Nouveau nom et nouvelle ère pour l’AIBA

La fédération internationale a décidé de changer d’appellation et de sigle. L’AIBA (pour Association internationale de boxe amateur ) devient l’IBA (pour International boxing association). Une modification patronymique qui s’accompagne d’une refonte de sa gouvernance.

Lasse d’être dans le collimateur du Comité international olympique (CIO), la désormais ex-AIBA a décidé de revoir son mode de fonctionnement pour tendre vers davantage de rigueur et de probité. A cette fin, son congrès extraordinaire a voté, début décembre, la création d’une unité indépendante, dite d’intégrité, qui entrera en action dès 2022. Par ailleurs, le Conseil d’administration de l’IBA aura une configuration réduite et passera de vingt-huit à dix-huit membres au lendemain des élections prévues d’ici le 30 juin. Sans compter l’instauration de critères stricts d’éligibilité des candidats désireux de siéger au CA, le tout étant assorti d’une procédure de contrôle.

Et comme nous sommes dans une période où la communication est plus que jamais cruciale, l’instance va se doter d’une identité visuelle dans l’ère du temps. Elle est censée la rendre plus attractive sur le plan commercial. « Nous faisons bien plus qu’apporter des améliorations importantes à notre gouvernance. Nous changeons toute notre culture de manière durable. La nouvelle IBA est prête à servir les boxeurs d’aujourd’hui et de demain ainsi que tous ceux qui les soutiennent. Nous avons jeté les bases d’un avenir stable. Nous sommes prêts à atteindre de nouveaux sommets. Nous avons tiré le meilleur de notre riche histoire pour créer une nouvelle Association internationale de boxe. Anciennes valeurs mais nouvelles façons de travailler », a commenté le Russe Umar Kremlev, Président de l’IBA.

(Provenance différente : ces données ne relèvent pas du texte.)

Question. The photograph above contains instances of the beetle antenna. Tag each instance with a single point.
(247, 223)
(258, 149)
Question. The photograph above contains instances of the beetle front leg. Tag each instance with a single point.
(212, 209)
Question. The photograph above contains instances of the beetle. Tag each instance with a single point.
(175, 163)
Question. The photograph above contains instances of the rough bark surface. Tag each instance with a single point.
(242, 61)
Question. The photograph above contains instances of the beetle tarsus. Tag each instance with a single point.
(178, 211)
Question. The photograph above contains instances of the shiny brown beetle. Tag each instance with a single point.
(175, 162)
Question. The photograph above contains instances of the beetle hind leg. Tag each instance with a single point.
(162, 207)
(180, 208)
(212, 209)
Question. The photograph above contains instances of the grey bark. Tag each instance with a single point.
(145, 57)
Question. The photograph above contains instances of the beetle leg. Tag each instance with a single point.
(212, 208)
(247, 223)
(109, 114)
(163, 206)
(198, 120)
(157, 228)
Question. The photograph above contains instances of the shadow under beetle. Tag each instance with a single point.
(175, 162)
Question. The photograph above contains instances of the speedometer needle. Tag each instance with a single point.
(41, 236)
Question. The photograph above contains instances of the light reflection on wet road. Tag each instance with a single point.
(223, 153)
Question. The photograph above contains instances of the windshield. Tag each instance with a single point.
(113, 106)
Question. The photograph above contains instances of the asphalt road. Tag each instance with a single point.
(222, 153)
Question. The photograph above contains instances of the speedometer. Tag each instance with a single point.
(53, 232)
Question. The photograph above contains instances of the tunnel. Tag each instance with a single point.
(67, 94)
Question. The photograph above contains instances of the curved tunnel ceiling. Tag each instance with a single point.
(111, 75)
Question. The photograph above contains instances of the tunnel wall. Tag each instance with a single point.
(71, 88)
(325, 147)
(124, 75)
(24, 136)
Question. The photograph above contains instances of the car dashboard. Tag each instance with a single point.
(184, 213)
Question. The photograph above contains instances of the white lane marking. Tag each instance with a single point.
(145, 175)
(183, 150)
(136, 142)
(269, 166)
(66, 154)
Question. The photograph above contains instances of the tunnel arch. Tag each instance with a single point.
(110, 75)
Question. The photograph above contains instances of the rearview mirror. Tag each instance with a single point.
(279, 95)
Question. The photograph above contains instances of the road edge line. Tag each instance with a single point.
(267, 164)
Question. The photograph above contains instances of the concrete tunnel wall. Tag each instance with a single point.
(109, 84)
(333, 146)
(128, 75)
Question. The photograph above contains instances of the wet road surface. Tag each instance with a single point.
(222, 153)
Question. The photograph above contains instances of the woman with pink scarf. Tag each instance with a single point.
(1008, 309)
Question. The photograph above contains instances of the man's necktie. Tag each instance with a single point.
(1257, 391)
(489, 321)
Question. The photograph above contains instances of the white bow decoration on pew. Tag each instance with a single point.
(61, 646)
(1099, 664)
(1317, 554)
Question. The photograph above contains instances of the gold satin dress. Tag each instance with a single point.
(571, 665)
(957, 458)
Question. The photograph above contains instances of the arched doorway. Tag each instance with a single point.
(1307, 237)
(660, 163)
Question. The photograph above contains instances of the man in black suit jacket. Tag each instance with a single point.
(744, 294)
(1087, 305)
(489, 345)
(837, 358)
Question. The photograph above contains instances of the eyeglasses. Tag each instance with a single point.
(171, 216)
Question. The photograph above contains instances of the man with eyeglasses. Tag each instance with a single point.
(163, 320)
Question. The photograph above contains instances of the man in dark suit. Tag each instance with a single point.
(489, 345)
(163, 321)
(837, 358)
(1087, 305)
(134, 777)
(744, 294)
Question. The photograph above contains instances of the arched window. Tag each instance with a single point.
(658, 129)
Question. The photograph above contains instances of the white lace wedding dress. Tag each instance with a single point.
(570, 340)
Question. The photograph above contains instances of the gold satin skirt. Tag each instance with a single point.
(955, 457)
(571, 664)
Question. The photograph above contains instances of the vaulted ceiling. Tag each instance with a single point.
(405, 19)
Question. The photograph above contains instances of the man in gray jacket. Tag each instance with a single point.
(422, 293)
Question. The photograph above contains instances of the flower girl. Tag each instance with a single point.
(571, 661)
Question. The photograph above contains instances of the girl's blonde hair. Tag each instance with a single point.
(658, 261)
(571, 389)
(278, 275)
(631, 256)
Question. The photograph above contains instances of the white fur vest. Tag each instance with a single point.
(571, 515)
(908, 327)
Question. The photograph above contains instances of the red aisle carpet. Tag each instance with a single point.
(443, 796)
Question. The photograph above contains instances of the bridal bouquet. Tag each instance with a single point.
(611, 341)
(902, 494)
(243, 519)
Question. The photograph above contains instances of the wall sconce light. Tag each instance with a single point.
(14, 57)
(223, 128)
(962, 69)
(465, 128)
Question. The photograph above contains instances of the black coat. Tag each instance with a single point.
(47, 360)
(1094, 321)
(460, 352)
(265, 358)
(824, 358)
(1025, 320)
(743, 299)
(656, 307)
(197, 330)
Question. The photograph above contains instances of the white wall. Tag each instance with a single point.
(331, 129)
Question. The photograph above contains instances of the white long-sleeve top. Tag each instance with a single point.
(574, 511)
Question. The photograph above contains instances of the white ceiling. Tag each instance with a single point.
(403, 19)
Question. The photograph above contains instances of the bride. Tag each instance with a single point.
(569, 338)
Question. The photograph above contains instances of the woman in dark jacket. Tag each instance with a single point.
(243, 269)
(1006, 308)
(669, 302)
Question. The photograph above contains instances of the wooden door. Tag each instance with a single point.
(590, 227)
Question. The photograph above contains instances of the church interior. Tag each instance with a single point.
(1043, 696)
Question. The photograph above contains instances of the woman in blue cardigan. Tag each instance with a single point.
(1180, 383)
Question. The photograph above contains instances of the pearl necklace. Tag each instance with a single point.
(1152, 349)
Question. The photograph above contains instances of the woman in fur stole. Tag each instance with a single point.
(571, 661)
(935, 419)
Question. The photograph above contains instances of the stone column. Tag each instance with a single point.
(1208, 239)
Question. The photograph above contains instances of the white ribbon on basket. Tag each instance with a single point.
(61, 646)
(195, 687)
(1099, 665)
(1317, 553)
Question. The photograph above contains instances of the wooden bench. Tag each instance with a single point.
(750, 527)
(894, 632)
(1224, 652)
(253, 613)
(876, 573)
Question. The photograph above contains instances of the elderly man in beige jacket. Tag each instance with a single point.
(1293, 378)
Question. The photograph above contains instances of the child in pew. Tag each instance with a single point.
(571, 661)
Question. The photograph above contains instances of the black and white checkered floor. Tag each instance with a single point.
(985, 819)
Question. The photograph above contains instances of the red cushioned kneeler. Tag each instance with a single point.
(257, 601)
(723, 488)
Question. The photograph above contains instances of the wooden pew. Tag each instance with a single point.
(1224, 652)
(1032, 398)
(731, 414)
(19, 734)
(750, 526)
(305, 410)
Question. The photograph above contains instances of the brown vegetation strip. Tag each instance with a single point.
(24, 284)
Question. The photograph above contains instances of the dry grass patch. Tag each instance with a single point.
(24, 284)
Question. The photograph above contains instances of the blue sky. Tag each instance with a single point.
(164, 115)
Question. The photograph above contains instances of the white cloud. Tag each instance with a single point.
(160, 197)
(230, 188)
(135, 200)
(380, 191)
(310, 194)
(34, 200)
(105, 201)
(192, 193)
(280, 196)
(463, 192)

« Commencer une nouvelle ère propre pour la boxe »

Illustration du propos avec les juges-arbitres de l’AIBA qui devront se plier à une démarche de recertification. « Nous avons commencé ce travail pour nous assurer que nos juges et nos arbitres sont justes et objectifs, a expliqué Umar Kremlev. Nous avons une nouvelle approche de l’intégrité sportive. Nous devons réformer notre système d’arbitrage et de jugement. Lors de nos récents championnats du monde masculins, à Belgrade, nous avons commencé à régler nos problèmes. Nous sommes pleinement déterminés à commencer une nouvelle ère propre pour la boxe. »

Umar Kremlev a également assuré que l’AIBA avait retrouvé une situation comptable saine et n’était plus grevée par un passif : « J’avais promis, avant mon élection, que toutes les dettes seraient effacées. Cela fait, nous pouvons désormais fournir à nos membres un soutien financier pour le développement de la boxe dans le monde. »

La boxe rayée de la liste des disciplines au programme des JO de 2028

Reste que la défiance du CIO à l’égard du noble art demeure plus que jamais de mise. Si ce dernier sera bien présent aux Jeux de Paris, en 2024, rien n’est acquis pour ceux de Los Angeles, en 2028. En effet, la boxe ainsi que l’haltérophilie et le pentathlon moderne ont d’ores et déjà été rayés de la liste des vingt-huit disciplines qui feront automatiquement partie du programme des JO de Los Angeles. Ils seront remplacés par le skate-board, l’escalade et le surf, davantage dans l’ère du temps et tournés vers la jeunesse.

Cependant, tout n’est pas encore perdu. Certes, le CIO a suspendu sa reconnaissance de l’AIBA, son Président, Thomas Bach pointant de « grands problèmes de gouvernance », au point de « surveiller la situation de très près ». Pour que la chose pugilistique soit réintégrée à l’affiche des Jeux, dans sept ans, l’IBA devra montrer patte blanche. En somme, apporter la preuve qu’elle ne recèle plus aucune zone d’ombre, qu’il s’agisse des décisions actées en interne et, bien sûr, des verdicts rendus sur le ring. Une chemin vers la transparence aux allures de sauve conduit.